Vítima aceitou corrida após ser abordada pelo suspeito
Segundo a Polícia Militar, a adolescente contou que havia sido enviada pelo empregador a uma agência dos Correios, no Jardim Santa Marta, para fazer uma entrega. Após concluir o serviço, perdeu o ônibus que usaria para retornar ao trabalho. Nesse momento, o suspeito se aproximou, disse que trabalhava como motociclista de aplicativo e ofereceu uma corrida. De acordo com o relato da vítima, ela aceitou o transporte após insistência do homem. A jovem, então, subiu na garupa da moto, acreditando que seria levada de volta ao trabalho.
Durante o trajeto, vítima sofreu violência sexual
O suspeito não seguiu o destino informado e passou a circular por diferentes ruas, além de fazer várias paradas, mantendo a adolescente contra a vontade dela. Ainda conforme a vítima, durante o trajeto ela foi vítima de violência sexual. O homem só a deixou nas proximidades do shopping, no bairro Sagrada Família.
Vídeos gravados pela vítima levaram à prisão
Conforme o boletim de ocorrência, a adolescente conseguiu gravar, de forma discreta, vídeos da moto e do suspeito, registrando as características do veículo e a placa.
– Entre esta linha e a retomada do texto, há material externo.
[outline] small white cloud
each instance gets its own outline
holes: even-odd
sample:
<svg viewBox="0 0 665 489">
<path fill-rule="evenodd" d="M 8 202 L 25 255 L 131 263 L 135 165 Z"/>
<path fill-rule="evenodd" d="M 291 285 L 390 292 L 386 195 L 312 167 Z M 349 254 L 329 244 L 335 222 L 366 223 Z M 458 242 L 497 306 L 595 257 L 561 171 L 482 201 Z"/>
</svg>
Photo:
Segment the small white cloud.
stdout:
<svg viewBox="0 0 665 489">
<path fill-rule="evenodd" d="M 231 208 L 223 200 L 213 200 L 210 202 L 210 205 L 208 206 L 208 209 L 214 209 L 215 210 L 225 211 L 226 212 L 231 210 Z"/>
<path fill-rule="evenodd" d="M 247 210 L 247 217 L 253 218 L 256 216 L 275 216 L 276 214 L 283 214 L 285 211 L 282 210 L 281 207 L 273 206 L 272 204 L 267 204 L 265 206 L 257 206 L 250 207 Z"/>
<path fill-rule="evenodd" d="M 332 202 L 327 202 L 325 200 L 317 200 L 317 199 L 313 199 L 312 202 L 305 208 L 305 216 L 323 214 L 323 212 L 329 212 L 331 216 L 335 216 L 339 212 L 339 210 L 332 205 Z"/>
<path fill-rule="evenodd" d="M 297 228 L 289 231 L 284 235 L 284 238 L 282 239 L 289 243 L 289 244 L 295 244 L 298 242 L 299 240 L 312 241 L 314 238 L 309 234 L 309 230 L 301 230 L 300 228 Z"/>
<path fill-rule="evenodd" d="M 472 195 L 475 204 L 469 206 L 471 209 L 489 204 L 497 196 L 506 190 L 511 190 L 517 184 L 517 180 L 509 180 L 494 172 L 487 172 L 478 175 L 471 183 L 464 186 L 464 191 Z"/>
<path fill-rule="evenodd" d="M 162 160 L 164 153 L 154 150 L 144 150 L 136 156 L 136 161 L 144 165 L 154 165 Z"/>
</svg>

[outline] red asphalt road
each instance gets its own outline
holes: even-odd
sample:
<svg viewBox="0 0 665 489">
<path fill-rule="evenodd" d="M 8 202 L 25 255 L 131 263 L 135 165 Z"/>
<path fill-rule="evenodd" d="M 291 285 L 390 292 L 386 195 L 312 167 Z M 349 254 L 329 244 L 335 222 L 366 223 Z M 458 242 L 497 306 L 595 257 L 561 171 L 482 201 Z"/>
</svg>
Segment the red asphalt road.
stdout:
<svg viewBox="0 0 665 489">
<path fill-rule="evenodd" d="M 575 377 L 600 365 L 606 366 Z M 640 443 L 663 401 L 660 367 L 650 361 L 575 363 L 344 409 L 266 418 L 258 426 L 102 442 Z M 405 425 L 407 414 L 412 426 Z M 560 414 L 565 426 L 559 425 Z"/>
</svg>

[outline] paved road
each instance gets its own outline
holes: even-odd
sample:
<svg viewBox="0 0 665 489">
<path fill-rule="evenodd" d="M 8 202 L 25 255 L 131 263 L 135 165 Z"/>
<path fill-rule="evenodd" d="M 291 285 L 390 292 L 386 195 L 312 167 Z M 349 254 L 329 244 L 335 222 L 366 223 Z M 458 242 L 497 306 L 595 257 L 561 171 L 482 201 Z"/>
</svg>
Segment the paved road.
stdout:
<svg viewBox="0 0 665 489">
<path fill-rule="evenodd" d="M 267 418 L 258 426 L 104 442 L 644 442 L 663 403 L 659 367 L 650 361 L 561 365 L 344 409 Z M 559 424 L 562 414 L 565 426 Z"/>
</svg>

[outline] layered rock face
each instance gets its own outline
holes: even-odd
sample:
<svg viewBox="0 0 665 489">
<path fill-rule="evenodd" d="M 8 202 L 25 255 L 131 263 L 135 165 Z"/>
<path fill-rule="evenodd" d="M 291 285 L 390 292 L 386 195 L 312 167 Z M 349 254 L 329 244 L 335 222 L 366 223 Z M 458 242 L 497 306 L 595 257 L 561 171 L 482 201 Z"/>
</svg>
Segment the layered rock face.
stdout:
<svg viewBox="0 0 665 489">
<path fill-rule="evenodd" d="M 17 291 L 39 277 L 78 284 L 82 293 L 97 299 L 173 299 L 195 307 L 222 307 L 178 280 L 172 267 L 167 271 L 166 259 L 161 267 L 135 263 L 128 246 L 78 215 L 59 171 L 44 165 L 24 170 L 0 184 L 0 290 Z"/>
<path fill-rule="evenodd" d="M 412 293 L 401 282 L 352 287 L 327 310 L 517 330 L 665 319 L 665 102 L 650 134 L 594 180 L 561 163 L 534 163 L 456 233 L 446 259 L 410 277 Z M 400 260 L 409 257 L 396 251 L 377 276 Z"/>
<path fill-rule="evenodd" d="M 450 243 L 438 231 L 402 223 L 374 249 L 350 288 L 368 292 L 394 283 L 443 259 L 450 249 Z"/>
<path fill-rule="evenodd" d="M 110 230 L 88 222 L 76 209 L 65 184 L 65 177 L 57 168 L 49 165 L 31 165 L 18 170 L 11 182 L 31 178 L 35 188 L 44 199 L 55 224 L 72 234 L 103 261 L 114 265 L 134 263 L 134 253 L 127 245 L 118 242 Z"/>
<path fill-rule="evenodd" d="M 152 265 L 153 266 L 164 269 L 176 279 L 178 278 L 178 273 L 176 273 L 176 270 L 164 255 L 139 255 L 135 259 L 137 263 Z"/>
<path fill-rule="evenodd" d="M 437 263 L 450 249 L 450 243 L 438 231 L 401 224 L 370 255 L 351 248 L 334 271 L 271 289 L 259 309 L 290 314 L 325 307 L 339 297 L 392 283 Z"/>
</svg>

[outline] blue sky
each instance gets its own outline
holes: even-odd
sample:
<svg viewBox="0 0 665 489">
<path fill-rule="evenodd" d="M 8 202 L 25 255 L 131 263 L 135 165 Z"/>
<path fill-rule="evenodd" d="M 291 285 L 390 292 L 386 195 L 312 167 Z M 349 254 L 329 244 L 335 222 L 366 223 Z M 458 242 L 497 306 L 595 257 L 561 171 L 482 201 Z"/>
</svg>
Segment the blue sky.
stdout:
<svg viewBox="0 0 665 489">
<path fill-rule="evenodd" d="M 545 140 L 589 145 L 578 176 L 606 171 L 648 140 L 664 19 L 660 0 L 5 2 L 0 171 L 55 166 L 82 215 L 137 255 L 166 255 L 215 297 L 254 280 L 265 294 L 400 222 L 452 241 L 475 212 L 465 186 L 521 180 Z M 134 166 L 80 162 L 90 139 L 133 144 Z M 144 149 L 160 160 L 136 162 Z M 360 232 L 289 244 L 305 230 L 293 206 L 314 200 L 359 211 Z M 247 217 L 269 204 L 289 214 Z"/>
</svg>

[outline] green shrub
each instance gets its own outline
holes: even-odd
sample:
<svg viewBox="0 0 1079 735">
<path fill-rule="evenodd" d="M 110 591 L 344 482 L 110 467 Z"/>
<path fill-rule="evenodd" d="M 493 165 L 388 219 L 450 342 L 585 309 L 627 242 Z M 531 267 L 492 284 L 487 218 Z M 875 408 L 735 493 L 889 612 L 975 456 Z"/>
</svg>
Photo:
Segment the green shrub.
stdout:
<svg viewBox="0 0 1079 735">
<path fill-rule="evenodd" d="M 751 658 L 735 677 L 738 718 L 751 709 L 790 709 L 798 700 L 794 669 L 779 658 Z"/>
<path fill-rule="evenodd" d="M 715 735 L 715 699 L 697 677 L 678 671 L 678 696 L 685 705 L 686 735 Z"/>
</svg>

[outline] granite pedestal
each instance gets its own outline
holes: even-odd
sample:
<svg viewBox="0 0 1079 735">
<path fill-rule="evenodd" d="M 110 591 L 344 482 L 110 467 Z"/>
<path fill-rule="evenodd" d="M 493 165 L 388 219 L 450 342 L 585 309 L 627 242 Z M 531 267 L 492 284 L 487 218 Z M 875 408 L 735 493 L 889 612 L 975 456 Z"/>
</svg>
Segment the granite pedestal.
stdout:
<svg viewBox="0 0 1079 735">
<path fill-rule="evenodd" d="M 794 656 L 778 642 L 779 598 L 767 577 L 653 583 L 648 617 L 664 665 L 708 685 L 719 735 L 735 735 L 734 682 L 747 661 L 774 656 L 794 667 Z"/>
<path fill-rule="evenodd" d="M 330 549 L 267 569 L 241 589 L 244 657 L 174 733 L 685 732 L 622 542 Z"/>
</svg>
Com as informações, os policiais iniciaram buscas e localizaram o homem em um estabelecimento comercial na Avenida Rotary Internacional. No local, também foi encontrada uma moto com as mesmas características informadas pela vítima. Segundo a PM, a adolescente reconheceu o homem como autor do crime.
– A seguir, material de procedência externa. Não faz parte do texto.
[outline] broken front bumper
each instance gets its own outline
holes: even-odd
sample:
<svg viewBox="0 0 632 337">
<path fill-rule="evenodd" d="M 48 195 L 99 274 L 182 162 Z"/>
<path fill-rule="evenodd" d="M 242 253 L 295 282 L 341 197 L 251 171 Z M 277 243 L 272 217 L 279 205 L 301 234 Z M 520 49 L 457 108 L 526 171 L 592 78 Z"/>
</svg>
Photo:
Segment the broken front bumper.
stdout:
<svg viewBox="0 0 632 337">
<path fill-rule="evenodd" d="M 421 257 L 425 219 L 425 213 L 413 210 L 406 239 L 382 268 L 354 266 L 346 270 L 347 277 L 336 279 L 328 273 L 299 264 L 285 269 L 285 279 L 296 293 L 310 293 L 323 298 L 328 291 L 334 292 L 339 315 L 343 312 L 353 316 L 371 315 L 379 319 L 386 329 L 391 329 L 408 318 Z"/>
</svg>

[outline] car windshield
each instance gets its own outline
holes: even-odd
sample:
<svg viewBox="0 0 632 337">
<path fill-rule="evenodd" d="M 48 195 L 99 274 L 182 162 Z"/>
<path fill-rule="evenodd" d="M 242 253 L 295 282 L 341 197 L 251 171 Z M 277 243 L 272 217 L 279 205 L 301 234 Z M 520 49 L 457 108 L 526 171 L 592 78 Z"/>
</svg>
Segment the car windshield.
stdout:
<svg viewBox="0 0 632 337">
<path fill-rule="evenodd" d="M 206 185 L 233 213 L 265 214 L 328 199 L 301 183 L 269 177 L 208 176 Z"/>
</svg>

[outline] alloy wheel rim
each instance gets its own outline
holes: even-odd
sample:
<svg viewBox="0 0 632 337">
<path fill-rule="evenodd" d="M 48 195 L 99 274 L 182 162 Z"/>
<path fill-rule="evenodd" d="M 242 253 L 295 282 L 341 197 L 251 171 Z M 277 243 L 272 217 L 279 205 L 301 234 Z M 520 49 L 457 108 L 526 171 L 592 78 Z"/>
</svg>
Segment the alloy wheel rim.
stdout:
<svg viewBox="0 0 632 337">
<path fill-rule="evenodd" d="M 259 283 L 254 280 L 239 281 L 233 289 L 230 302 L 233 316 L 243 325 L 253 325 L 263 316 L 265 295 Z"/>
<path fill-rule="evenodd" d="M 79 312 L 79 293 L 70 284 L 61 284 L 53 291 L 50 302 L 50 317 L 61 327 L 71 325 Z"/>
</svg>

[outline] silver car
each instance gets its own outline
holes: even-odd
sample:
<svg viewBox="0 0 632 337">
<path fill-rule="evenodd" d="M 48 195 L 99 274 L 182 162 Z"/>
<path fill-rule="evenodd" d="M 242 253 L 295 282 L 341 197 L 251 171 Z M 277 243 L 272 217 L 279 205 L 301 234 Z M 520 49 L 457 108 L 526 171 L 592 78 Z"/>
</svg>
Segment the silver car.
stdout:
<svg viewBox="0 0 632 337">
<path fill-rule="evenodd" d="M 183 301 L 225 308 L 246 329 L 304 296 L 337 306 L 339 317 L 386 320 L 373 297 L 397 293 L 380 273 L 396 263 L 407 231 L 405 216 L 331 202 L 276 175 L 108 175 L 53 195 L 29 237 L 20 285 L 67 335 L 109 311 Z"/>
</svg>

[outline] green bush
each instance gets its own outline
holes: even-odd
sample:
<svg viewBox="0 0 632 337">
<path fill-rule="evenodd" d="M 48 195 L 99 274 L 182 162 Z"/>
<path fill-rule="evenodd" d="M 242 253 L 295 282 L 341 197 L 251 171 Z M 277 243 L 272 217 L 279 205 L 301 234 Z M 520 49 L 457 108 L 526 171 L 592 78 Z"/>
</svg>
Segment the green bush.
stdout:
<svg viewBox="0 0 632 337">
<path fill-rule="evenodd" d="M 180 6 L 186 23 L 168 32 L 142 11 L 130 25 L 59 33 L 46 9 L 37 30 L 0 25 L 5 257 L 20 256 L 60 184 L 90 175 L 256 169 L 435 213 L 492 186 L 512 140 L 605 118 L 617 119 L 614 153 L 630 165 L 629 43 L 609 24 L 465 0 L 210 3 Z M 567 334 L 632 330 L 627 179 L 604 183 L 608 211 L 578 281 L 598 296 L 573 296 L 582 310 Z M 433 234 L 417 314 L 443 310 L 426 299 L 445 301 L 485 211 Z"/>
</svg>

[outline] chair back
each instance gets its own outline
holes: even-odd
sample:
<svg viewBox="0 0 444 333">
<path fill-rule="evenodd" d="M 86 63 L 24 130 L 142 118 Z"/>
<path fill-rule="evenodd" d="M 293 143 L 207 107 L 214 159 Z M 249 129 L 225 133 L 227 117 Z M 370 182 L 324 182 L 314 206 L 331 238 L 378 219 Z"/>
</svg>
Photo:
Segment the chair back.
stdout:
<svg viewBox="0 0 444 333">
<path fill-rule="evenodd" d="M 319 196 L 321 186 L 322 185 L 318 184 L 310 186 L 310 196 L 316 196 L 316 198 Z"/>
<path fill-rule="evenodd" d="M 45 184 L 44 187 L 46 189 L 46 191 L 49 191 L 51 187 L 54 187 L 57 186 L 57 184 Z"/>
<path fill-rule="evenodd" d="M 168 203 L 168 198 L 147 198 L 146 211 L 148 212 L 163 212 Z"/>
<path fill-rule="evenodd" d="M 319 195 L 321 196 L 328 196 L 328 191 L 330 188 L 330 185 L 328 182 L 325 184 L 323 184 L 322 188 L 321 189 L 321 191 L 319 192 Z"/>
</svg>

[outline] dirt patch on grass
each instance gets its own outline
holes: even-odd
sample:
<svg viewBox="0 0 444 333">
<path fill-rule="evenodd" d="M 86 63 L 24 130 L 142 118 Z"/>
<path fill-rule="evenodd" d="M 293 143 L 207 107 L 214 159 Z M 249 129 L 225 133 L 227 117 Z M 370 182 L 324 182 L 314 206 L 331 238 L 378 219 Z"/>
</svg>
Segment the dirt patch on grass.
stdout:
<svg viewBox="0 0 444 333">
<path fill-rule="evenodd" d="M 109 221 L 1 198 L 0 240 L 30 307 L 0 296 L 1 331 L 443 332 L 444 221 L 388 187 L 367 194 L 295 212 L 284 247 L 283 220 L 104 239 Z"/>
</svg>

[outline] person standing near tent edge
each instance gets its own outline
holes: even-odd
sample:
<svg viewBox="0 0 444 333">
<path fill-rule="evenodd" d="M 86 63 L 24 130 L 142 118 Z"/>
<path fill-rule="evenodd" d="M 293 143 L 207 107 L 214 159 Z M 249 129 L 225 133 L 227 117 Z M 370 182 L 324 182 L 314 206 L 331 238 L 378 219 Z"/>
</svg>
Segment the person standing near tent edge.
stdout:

Ele foi preso e encaminhado à 1ª Delegacia de Polícia Civil, onde o caso foi registrado. A moto usada na ação foi apreendida e levada para um pátio conveniado com a Polícia Civil. Imagens do programa Vigia Mais e os vídeos gravados pela vítima também foram anexados à investigação. O caso deve ser investigado pela Polícia Civil. A adolescente recebeu atendimento médico e psicológico, conforme protocolo para vítimas de violência sexual.